Mais revenons à notre point de départ et aux deux plans évoqués plus haut : l’un, constitué par l’événement fondateur du culte chrétien, et l’autre, le plan proprement liturgique, dans lequel est réactualisé cet événement. J’ai tenté de montrer com­ment les deux plans s’articulent. Si le passé et le présent s’interpénètrent, si cet « une fois pour toutes » du mystère du Christ, dans son essence, n’est pas un fait du passé mais la force qui anime les « présents » successifs, l’avenir lui aussi doit être inclus dans la célébration liturgique de ce mystère ;  à ce titre, il doit être égale­ment considéré comme une anticipation de ce qui est à venir. Dans ce contexte, on pense bien sûr à lEschaton, au Christ du second avènement, et nous y reviendrons. Mais auparavant, examinons une autre dimension de la liturgie. Nous l’avons vu, le culte chrétien n’est pas le lieu d’un sacrifi­ce de substitution mais d’une présence vicaire. Précisons le sens de cette distinc­tion qui nous concerne intimement. Dans cette liturgie, il n’est plus question de sacri­fier des animaux ou une chose qui finale­ment nous resterait étrangère. Elle est directement fondée sur la passion souffer­te par un homme qui, par son « moi » humain, entre dans le mystère du Dieu vivant - par un homme qui est en même temps le « Fils ». Le sacrifice du Christ ne peut donc être assimilé à une simple actio liturgica. Dans cet acte, l’origine comprend son avenir, en ce sens que la présence englobe ceux pour qui elle est présente ;  non seulement elle ne leur est pas extérieure mais elle les transforme au plus pro­fond d’eux-mêmes. La Pâque du Christ, dont la liturgie de l’Église nous rend contemporains, a donc également une di­mension anthropologique. La célébration dépasse le « jeu » liturgique ;  elle est la logike latreia, qui conforme mon existence à celle du Logos et qui durant la liturgie assimile mon offrande intérieure à celle du Christ. Cette offrande est dès lors mon offrande, et cette contemporanéité avec la Pâque du Christ a pour fin de me conduire à la parfaite ressemblance avec Dieu. C’est la raison pour laquelle l’Église primiti­ve considérait le martyre comme une au­thentique célébration de l’Eucharistie, comme la façon extrême de réaliser la contemporanéité du chrétien avec le Christ et d’être rendu semblable à Lui.
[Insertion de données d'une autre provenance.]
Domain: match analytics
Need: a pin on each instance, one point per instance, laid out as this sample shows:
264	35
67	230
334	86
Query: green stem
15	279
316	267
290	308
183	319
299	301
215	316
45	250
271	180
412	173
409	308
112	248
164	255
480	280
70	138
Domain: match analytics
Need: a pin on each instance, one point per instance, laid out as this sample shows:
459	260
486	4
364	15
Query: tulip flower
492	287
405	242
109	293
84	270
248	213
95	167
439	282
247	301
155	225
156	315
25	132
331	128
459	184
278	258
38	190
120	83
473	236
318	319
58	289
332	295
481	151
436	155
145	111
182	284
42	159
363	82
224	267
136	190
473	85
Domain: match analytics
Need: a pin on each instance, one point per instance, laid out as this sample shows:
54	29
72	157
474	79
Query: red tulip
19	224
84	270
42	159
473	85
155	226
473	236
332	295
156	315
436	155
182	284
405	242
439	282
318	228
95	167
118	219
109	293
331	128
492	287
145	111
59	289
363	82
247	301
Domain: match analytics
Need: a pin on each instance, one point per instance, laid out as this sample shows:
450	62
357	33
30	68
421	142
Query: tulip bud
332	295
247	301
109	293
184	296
Redisons-le, la liturgie touche aussi à notre vie quotidienne. Elle vise, pour citer saint Paul encore une fois, à faire de « nos corps » (notre existence physique ter­restre) des « hosties vivantes », en union avec le « sacrifice du Christ » (Rm 12, 1). C’est la seule façon d’expliquer les prières de supplication qui caractérisent la liturgie chrétienne. Une théologie insensible aux rapports que nous venons d’analyser ne pourrait y voir qu’une contradiction ou une rechute dans un état pré-chrétien, puisque le sacrifice du Christ, dirait-elle, est accep­té par Dieu depuis longtemps. C’est évi­dent, mais parce que nous sommes com­pris dans ce sacrifice, celui-ci n’est pas encore parvenu à son achèvement. Le « semel » (une fois pour toutes) doit at­teindre son « semper » (toujours). Le sa­crifice ne sera achevé qu’au moment où le monde sera devenu ce lieu d’amour que décrit saint Augustin dans la Cité de Dieu. Alors seulement, comme nous l’évoquions au début, le culte sera l’accomplissement parfait de ce qui s’est déroulé au Golgotha. C’est pourquoi nous demandons, dans les prières de supplication, que notre temps, celui de l’image, touche à son accomplis­sement. C’est pourquoi, dans les prières du Canon romain, nous nous unissons aux grands sacrificateurs du temps des « om­bres », de la préhistoire : Abel, Melchisédech, Abraham. Ils s’avançaient vers le Christ à venir. Ils en étaient des figures ou, comme disent les Pères, des typoi. Ainsi même ceux qui précédèrent le Christ purent entrer dans cette contemporanéité avec Lui que nous implorons pour nous.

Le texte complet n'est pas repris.